Au début des années 70, le festival « off » était à peine en place, l’après-midi les comédiens battaient le pavé pour attirer l’attention sur leur spectacle. Il avait été créé, très vite développé, autour des deux génies du théâtre du lieu, André Benedetto, et son Théâtre des Carmes, et Gérard Gelas, et son Théâtre du Chêne noir, l’un s’était approprié une ancienne salle paroissiale, l’autre, déménageant de la rue Saint-Joseph à la rue Sainte-Catherine, une chapelle du douzième qu’il arracha à son triste destin de garage à voitures.
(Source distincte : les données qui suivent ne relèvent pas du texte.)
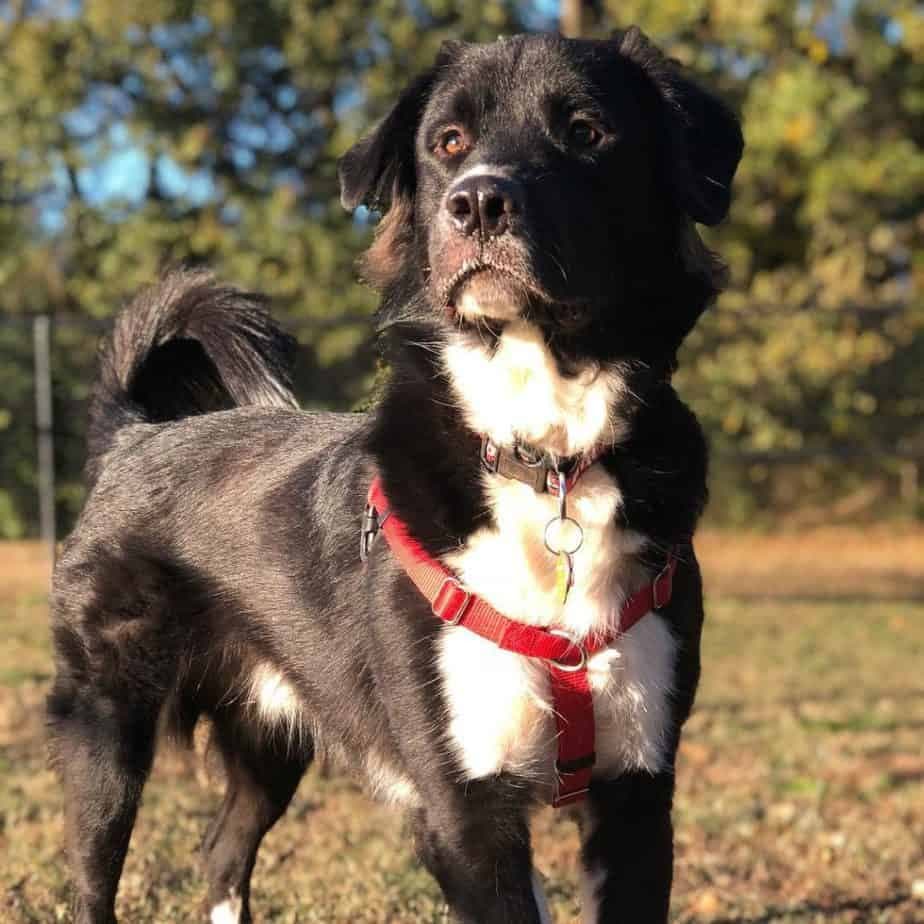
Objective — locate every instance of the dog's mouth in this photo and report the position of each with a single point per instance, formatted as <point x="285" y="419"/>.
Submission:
<point x="483" y="290"/>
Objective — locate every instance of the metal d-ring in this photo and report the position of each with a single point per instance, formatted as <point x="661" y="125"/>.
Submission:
<point x="569" y="668"/>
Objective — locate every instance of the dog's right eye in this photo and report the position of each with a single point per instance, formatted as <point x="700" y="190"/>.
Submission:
<point x="452" y="143"/>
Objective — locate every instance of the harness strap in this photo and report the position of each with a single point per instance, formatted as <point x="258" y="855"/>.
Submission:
<point x="572" y="698"/>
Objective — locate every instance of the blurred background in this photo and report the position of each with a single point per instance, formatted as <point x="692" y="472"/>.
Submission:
<point x="135" y="135"/>
<point x="138" y="134"/>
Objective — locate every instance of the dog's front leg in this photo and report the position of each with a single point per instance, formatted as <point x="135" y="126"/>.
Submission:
<point x="628" y="850"/>
<point x="477" y="847"/>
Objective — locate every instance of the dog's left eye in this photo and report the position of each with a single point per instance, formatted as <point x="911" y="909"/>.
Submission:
<point x="584" y="134"/>
<point x="452" y="143"/>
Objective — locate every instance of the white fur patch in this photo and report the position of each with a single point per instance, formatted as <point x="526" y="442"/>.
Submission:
<point x="275" y="701"/>
<point x="517" y="391"/>
<point x="228" y="912"/>
<point x="545" y="915"/>
<point x="591" y="883"/>
<point x="499" y="703"/>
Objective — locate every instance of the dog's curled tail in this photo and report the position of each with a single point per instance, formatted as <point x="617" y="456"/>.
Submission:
<point x="187" y="345"/>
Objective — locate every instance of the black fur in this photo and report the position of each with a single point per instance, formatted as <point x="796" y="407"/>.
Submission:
<point x="221" y="530"/>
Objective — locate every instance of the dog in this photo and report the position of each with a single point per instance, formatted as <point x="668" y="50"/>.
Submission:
<point x="533" y="475"/>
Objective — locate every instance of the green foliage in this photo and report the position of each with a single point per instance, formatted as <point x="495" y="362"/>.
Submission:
<point x="817" y="349"/>
<point x="235" y="113"/>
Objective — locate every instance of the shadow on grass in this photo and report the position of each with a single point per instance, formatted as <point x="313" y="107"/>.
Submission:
<point x="824" y="908"/>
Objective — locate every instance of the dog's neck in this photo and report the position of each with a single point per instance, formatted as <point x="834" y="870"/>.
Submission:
<point x="513" y="390"/>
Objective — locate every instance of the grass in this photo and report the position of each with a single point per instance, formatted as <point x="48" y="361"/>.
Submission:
<point x="800" y="785"/>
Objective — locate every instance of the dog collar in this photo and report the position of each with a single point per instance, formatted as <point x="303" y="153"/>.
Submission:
<point x="532" y="467"/>
<point x="566" y="658"/>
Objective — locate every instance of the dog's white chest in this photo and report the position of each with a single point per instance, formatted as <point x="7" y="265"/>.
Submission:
<point x="499" y="703"/>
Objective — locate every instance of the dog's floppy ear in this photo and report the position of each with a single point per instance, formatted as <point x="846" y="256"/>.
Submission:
<point x="380" y="167"/>
<point x="703" y="133"/>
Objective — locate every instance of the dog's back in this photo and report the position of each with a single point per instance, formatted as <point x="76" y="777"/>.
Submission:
<point x="187" y="346"/>
<point x="193" y="429"/>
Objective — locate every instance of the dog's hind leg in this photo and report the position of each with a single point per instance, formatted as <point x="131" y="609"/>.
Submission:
<point x="263" y="771"/>
<point x="113" y="674"/>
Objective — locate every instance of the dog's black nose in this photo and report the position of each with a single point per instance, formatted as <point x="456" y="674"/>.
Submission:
<point x="483" y="204"/>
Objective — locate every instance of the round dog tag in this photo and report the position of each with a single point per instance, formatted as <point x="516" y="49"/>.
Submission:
<point x="563" y="536"/>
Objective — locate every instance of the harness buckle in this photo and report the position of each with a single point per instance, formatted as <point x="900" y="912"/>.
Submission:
<point x="662" y="587"/>
<point x="570" y="668"/>
<point x="447" y="604"/>
<point x="368" y="530"/>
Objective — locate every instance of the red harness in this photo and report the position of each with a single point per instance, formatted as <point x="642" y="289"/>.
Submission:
<point x="566" y="658"/>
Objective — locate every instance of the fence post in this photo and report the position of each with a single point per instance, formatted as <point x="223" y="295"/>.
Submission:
<point x="41" y="343"/>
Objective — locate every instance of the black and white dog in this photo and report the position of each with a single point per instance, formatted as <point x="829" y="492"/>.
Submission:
<point x="539" y="268"/>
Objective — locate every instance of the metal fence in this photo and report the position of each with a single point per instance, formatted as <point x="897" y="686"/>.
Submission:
<point x="59" y="409"/>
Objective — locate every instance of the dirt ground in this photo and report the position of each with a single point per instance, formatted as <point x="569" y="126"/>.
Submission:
<point x="800" y="784"/>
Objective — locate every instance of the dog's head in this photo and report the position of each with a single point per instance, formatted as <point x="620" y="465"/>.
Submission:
<point x="551" y="179"/>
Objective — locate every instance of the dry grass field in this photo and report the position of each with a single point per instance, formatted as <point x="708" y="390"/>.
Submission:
<point x="801" y="779"/>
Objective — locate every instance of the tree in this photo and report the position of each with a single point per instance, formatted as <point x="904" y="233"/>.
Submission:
<point x="816" y="352"/>
<point x="208" y="132"/>
<point x="136" y="135"/>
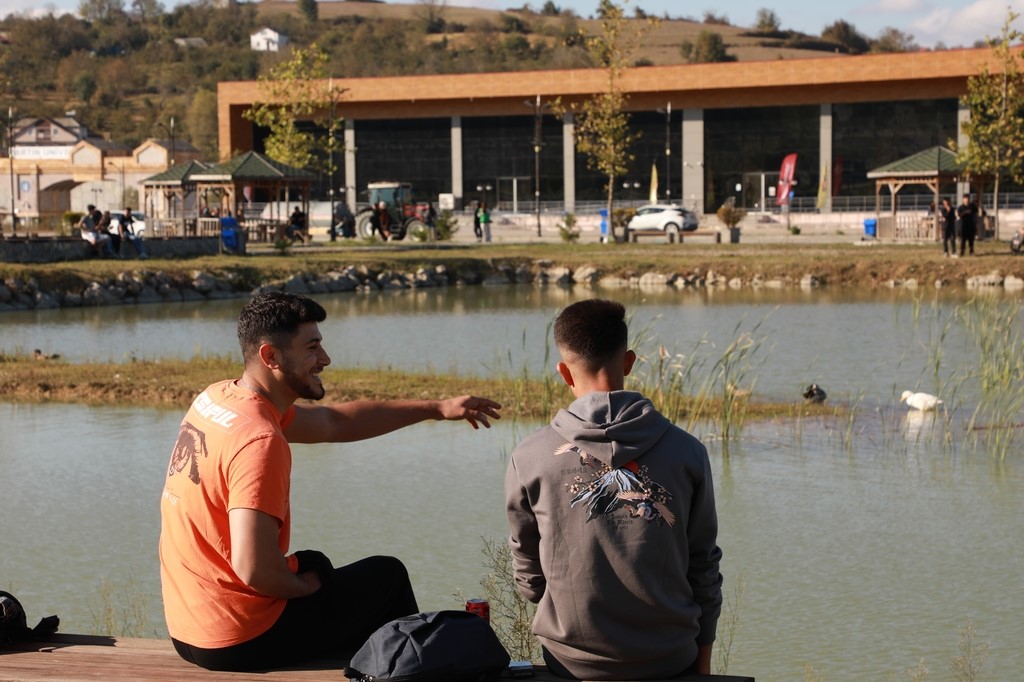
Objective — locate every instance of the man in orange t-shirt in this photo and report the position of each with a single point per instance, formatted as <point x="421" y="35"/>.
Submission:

André Benedetto est mort en 2009. Son fils a arrêté sa carrière de DJ pour reprendre la salle où, théâtre politique oblige à l’époque, avait été jouée la première pièce française contre la guerre du Vietnam ; après Napalm, ce fut en 1972 Chant funèbre pour un soldat américain. Sébastien Benedetto, il lui fallut apprendre à gérer une salle, construire une programmation ; aujourd’hui, en ce mois de janvier, il est passé à la direction d’Avignon Festival & Compagnies (AF&C), association de coordination du vaste marché du « off ». Le Luxembourg y est partie prenante avec la région Grand Est. Succession, après quelques années d’intervalle, bien difficile dans l’incertitude du festival 2021 (celui de 2020 avait été annulé), prévu bien sûr pour le mois de juillet, du 7 au 31 pour le « off », du 5 au 25 pour le « in » ; avec la concurrence d’une nouvelle Fédération des théâtres indépendants d’Avignon.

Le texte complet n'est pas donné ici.